Worst Jokes Ever

Worst Jokes Ever

I got a PS5 for my nine-year-old sister. At the time, I thought it was the best trade I’d ever made. But now I’m regretting not being able to molest her anymore.

What's the difference between a tire and 365 used condoms?

One’s a Good Year, the other’s a great year.

You're so skinny that if I were to put you on a flagpole, you would wave in the wind.

Doctor: “I have good and bad news.”

Patient: “Give me the good news first.”

Doctor: “Your test results are back and you have only two days to live.”

Patient: “That’s the good news? What’s the bad news?”

Doctor: “I’ve been trying to reach you for two days.”

Friend: Your t-shirt is cringe.

Me: You should go get the Covid test because one of their symptoms is no taste.

My friend who is in a wheelchair told me a joke, and I burst out laughing.

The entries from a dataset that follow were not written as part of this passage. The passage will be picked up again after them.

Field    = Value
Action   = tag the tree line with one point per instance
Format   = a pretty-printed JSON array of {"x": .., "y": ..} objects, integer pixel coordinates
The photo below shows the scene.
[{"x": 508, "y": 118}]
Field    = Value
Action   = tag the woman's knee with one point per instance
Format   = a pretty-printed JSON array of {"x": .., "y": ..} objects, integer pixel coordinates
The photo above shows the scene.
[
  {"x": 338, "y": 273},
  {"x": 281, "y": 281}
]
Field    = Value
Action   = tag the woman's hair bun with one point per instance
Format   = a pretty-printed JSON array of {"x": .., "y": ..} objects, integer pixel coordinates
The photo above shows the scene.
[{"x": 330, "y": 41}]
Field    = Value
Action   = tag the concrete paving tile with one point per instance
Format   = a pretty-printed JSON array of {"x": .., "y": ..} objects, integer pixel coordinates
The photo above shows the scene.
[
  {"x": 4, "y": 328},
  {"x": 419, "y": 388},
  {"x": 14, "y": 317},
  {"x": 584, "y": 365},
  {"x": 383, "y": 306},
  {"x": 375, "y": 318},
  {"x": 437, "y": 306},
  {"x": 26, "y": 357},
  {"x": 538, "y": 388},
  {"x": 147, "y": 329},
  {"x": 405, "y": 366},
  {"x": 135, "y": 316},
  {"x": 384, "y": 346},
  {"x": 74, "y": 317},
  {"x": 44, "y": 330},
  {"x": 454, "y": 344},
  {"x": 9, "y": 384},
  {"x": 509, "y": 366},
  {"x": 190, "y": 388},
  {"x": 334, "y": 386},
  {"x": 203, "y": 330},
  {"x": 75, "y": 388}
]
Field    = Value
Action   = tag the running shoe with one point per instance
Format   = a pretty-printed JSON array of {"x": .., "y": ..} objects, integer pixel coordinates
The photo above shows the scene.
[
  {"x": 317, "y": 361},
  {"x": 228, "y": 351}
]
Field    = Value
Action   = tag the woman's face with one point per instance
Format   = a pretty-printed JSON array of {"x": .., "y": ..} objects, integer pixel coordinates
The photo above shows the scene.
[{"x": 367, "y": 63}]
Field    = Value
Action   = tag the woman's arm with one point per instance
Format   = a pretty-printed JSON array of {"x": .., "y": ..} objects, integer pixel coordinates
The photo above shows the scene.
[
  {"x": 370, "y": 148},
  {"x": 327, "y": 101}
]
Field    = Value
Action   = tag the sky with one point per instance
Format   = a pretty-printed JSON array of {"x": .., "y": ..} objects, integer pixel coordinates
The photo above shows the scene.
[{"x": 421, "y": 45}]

I told him he should be a stand-up comedian.

By the way, why are there no knock knock jokes about America?

Because freedom rings, but they never answer that door.

Enjoy!

Yo mama so dumb, she thought "The Squid Game" was an all-you-can-eat buffet.

What can a gay man with a physical disability do better than a heterosexual woman that doesn't have a physical disability?

Suck a big cock.

Q: What's the difference between an abortion clinic and Uber Eats?

A: The abortion clinic doesn't deliver.